The Kate sounds a lot better than the Nick (who has that robotic gravel to his voice) but I think that there is some question as to how much better would it actually be with more data:

If trained on longer samples does it start to hallucinate? Learning programs are notorious for rough approximations failing to scale into useful detail.

Very cool work though!

spullara · on March 17, 2018

If you go to the original you can hear what it sounds like when it is trained over a lot more data.

arbie · on March 19, 2018

The Notes section neatly showcases the characteristics of most of the publish-fast-without-reproducibility "research" hitting arxiv starting mid-'17:

The paper didn't mention normalization, but without normalization I couldn't get it to work. So I added layer normalization.

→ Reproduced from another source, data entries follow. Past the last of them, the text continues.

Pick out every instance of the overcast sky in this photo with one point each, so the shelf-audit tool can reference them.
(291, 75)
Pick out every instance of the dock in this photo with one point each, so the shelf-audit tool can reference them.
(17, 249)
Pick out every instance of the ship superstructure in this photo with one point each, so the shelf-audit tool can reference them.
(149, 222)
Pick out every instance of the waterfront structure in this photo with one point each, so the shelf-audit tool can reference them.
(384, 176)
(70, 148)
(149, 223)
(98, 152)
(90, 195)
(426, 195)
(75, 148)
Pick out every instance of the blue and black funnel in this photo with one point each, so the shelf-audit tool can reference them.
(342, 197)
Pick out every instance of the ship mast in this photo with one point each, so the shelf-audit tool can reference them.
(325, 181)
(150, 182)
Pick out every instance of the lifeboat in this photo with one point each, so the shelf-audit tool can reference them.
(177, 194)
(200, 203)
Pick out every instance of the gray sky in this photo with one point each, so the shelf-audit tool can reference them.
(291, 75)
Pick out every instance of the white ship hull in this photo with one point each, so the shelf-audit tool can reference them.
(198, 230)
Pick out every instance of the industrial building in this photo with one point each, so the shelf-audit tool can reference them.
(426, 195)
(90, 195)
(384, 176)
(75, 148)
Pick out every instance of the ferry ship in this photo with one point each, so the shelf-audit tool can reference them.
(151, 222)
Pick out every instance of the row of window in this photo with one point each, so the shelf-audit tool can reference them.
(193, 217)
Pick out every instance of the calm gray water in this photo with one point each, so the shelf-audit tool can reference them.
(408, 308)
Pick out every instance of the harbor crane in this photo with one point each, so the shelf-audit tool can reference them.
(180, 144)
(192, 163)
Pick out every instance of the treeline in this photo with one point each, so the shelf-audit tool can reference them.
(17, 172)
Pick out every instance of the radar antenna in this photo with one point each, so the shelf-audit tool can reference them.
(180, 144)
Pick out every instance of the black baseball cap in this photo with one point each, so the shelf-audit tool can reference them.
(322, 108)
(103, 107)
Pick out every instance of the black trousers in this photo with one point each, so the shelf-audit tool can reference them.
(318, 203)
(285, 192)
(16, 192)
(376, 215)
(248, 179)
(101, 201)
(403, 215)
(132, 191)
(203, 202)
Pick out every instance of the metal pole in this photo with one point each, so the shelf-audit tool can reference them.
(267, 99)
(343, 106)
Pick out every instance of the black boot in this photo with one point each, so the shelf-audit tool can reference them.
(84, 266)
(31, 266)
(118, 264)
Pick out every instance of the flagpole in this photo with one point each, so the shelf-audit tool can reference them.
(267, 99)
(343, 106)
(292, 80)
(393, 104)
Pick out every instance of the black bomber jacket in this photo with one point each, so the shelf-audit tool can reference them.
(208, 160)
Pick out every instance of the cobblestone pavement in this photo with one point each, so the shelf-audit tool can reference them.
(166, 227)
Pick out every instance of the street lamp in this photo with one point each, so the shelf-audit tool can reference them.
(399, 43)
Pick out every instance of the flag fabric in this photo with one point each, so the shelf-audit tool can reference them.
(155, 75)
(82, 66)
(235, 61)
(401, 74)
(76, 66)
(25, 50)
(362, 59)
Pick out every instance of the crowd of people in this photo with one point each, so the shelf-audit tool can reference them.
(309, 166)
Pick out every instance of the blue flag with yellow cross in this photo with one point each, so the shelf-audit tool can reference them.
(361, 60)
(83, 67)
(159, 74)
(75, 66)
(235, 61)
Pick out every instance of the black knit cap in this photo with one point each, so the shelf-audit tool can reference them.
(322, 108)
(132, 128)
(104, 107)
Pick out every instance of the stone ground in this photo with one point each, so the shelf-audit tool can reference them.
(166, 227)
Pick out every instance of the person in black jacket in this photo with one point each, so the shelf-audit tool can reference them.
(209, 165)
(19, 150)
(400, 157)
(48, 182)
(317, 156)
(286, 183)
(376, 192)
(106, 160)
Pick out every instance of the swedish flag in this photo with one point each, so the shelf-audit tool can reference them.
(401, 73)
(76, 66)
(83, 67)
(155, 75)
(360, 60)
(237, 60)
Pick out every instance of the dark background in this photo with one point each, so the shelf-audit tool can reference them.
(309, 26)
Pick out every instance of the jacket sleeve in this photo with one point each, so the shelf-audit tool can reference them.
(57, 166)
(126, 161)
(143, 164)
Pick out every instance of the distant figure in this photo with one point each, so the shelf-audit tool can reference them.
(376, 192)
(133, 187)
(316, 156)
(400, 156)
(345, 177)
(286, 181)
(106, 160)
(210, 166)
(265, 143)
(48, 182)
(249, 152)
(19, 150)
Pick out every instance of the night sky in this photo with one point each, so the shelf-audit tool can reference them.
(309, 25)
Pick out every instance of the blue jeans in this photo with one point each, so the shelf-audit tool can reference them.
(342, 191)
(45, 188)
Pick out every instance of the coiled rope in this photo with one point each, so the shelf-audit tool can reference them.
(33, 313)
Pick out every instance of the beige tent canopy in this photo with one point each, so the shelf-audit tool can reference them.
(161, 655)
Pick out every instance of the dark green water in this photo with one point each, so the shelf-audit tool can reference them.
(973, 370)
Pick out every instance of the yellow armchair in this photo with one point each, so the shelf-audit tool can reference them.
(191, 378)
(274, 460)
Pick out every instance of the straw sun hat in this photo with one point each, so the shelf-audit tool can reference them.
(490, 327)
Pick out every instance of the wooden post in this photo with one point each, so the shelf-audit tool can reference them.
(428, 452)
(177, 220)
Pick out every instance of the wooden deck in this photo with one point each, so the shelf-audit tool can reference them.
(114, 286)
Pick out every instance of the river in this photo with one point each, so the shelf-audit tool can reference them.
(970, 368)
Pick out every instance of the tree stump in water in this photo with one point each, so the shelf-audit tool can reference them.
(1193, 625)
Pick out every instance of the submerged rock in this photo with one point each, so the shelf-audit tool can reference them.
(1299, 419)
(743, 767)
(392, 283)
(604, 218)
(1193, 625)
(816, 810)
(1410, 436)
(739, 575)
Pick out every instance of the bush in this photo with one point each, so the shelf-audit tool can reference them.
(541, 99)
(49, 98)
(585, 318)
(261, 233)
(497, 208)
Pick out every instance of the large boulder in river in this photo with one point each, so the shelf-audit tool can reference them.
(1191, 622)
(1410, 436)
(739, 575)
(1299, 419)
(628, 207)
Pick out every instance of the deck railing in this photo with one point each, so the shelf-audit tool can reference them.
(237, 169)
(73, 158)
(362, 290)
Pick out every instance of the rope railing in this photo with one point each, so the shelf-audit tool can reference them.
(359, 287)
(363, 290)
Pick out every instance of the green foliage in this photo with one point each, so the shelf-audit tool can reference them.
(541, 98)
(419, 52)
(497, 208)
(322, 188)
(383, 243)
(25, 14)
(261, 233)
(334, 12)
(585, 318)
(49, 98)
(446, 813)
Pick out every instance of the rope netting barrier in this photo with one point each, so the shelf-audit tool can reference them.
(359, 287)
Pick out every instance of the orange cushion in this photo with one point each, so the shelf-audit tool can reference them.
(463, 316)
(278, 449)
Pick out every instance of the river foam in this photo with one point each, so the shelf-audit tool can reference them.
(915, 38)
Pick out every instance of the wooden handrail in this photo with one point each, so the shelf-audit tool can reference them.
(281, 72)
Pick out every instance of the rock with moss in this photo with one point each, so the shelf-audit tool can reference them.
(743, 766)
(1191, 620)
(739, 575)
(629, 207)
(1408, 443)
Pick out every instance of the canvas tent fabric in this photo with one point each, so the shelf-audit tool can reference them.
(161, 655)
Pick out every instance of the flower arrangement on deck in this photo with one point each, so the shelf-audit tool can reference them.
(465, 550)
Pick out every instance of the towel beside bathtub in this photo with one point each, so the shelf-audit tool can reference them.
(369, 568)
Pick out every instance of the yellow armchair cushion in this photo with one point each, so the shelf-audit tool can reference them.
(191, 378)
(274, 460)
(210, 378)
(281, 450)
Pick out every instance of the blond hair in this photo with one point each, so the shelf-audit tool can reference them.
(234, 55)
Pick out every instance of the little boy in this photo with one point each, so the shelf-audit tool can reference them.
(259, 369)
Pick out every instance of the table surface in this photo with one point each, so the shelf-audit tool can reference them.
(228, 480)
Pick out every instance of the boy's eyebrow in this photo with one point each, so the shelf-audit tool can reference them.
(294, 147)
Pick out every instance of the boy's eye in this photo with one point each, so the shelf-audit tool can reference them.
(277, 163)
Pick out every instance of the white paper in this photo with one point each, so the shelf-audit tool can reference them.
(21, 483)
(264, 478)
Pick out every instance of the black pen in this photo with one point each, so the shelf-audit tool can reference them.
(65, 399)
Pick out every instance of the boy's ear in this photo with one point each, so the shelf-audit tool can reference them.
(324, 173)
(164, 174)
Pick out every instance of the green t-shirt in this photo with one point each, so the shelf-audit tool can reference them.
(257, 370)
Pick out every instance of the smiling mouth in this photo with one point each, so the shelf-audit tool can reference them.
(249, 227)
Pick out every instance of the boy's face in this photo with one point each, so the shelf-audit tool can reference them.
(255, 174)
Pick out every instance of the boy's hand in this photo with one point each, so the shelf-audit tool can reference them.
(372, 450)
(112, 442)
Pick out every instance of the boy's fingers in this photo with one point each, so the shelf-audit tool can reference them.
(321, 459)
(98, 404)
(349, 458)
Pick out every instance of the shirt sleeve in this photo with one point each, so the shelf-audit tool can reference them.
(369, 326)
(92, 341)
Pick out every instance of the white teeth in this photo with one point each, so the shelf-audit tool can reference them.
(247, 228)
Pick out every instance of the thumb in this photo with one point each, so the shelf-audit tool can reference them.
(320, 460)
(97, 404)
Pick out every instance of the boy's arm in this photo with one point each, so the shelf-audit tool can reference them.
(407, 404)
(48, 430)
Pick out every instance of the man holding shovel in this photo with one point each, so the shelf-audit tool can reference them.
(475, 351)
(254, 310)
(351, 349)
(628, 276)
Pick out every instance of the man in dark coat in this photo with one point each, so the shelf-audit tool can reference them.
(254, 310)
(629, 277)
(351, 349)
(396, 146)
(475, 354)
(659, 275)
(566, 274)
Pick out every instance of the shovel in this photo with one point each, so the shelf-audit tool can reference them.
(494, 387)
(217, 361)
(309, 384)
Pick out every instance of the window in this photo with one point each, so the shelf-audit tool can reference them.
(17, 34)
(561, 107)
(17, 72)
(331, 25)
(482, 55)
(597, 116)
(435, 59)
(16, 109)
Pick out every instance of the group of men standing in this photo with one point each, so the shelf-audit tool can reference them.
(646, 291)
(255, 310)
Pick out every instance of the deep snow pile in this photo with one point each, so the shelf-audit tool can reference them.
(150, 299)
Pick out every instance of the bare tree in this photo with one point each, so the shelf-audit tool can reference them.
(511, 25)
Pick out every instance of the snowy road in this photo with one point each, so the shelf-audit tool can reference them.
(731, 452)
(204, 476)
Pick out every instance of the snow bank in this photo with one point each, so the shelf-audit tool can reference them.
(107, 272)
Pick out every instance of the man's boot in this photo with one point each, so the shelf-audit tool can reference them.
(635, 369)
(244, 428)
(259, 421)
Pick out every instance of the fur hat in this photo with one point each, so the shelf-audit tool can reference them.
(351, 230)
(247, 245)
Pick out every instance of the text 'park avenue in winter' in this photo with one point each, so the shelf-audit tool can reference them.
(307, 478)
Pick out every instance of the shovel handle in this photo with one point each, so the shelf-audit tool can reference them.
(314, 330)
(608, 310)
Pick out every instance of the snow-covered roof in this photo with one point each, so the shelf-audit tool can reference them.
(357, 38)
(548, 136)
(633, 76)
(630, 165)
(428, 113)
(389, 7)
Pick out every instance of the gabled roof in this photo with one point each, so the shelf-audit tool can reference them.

The paper fixed the learning rate to 0.001, but it didn't work for me. So I decayed it.

I tried to train Text2Mel and SSRN simultaneously, but it didn't work. I guess separating those two networks mitigates the burden of training.

The authors claimed that the model can be trained within a day, but unfortunately the luck was not mine. However obviously this is much faster than Tacotron as it uses only convolution layers.

The paper didn't mention dropouts. I applied them as I believe it helps for regularization.

Crazyontap · on March 17, 2018

Speaking as a person who doesn't know much about programming how much time does it take to generate 1 min of audio (or say 50 words)? Is it possible to integrate this in my browser?

I heard a Google TTS demo (I think it was called deepmind?) that sounds extremely human-like and I was wondering if it can be used to turn webpages into speech (I have few extension in Chrome but those voices sound very robotic and it's hard to hear them after 2 mins).

Anyway congrats for making this. I'm nowhere near as smart to understand how it works just that it's getting better and more human like everyday!

yorwba · on March 18, 2018

If it's possible to fine-tune on 1 minute of audio in 10 minutes (which very likely requires more than 10 passes), it should be possible to run this model with real-time throughput (at least using a decent GPU).

The technology is definitely intended for reading websites to users. I'm actually not sure why Google hasn't integrated it into Chrome yet. Maybe they prefer leaving the task to the OS-level accessibility tools.

londons_explore · on March 18, 2018

The text to speech demos google was doing are relatively computationally expensive.

They couldn't afford for everyone to be text-to-speaking every web page...

petee · on March 17, 2018

All considering, the samples sound great. Maybe not exactly like the real people, but it definitely captures a human feeling, versus my android's robot-lady.

kyubyong · on March 20, 2018

I've updated the repo with additional demo samples trained on speech samples by Modern Family Celebs.